KIEV, Ukraine — A Dutch-led investigative team said Wednesday that the surface-to-air missile that downed a passenger jet over eastern Ukraine in 2014, killing all 298 people aboard, came from Russia and was fired from territory held by pro-Moscow separatists.

Investigators stopped short of directly accusing Russia of complicity in the attack on the Boeing 777 and declined to name any suspects publicly. But the briefing was seen in Russia and in the West as a virtual indictment of Moscow, prompting Russian protests as investigators said they would continue trying to determine who ordered the strike.
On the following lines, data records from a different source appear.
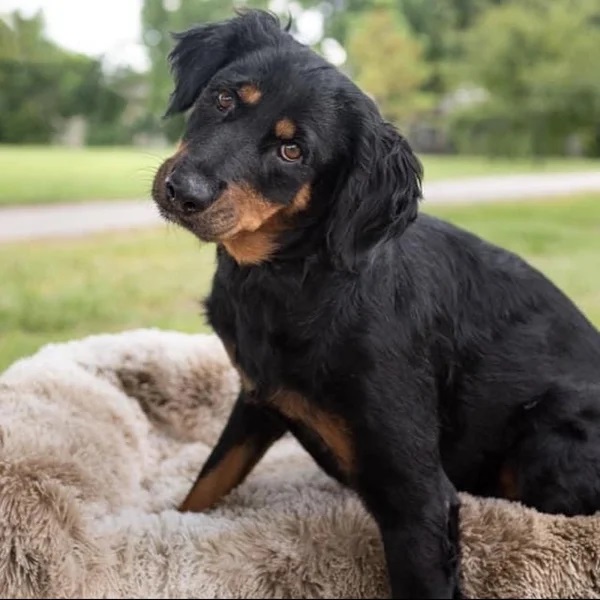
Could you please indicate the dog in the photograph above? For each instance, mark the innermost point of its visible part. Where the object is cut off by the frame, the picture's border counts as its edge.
(411, 358)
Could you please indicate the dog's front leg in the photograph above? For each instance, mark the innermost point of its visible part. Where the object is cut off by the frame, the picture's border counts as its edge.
(250, 431)
(416, 509)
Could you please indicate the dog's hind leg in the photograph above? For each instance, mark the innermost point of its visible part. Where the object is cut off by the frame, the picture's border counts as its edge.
(249, 433)
(555, 464)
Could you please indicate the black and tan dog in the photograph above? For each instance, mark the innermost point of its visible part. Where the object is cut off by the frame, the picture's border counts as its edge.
(409, 357)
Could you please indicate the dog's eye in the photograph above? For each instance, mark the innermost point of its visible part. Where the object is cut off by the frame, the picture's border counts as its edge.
(225, 101)
(290, 152)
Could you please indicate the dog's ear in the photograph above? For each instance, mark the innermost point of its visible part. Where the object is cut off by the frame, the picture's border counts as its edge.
(203, 50)
(379, 195)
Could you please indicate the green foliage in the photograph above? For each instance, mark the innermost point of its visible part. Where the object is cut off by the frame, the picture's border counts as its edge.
(156, 278)
(158, 23)
(392, 70)
(42, 85)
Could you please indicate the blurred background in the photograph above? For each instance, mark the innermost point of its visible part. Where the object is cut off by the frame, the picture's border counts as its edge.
(500, 98)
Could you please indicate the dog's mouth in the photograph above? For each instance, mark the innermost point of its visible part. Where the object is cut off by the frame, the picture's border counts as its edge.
(238, 209)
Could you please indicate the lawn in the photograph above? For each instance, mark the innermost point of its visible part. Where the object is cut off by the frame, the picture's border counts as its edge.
(40, 175)
(54, 291)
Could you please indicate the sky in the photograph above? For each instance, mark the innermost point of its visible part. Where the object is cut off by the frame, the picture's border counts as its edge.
(111, 28)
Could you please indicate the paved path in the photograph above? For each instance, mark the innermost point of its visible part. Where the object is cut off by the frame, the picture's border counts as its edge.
(72, 220)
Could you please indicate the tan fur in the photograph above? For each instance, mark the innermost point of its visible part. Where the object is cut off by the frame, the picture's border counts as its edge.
(330, 428)
(285, 129)
(260, 222)
(226, 475)
(101, 438)
(250, 94)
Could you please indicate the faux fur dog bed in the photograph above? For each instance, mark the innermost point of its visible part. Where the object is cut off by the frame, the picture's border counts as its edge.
(101, 438)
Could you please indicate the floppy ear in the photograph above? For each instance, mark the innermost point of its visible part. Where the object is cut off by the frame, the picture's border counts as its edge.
(379, 197)
(201, 51)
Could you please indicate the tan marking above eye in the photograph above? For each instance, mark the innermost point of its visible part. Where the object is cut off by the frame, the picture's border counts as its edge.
(249, 94)
(285, 129)
(290, 152)
(225, 100)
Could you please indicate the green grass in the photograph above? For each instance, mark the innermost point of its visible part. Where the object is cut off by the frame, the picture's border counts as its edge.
(43, 175)
(451, 167)
(54, 291)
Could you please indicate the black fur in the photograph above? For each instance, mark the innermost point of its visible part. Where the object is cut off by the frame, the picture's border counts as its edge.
(451, 361)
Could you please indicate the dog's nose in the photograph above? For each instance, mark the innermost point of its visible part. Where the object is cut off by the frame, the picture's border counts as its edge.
(189, 190)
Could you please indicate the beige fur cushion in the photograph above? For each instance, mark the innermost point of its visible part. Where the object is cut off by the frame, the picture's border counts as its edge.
(101, 438)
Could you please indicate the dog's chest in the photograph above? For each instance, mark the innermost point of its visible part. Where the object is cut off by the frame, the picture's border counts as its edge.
(264, 333)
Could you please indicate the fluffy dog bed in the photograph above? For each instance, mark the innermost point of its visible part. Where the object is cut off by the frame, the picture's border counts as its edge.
(101, 438)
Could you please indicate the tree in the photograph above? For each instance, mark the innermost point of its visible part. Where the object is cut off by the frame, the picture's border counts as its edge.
(160, 18)
(41, 84)
(392, 69)
(537, 63)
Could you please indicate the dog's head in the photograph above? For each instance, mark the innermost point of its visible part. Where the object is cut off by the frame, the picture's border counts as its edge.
(279, 145)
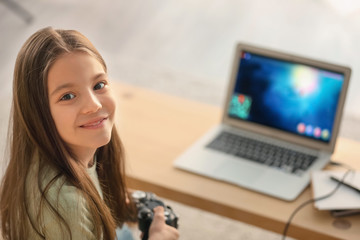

Both Russia and the rebels in Ukraine deny any role in the July 2014 attack on Malaysia Airlines Flight 17, which was traveling from Amsterdam to Kuala Lumpur, the Malaysian capital.

The findings are intended to be used in a possible criminal trial. But even if suspects are identified, it is unclear how they would be apprehended, especially if they are in Russia or in separatist-held Ukrainian territory.

The investigators concluded that the plane was shot down with a missile launched from what the Russians call a Buk TELAR battery, said Wilbert Paulissen, a senior investigator in the Dutch national police.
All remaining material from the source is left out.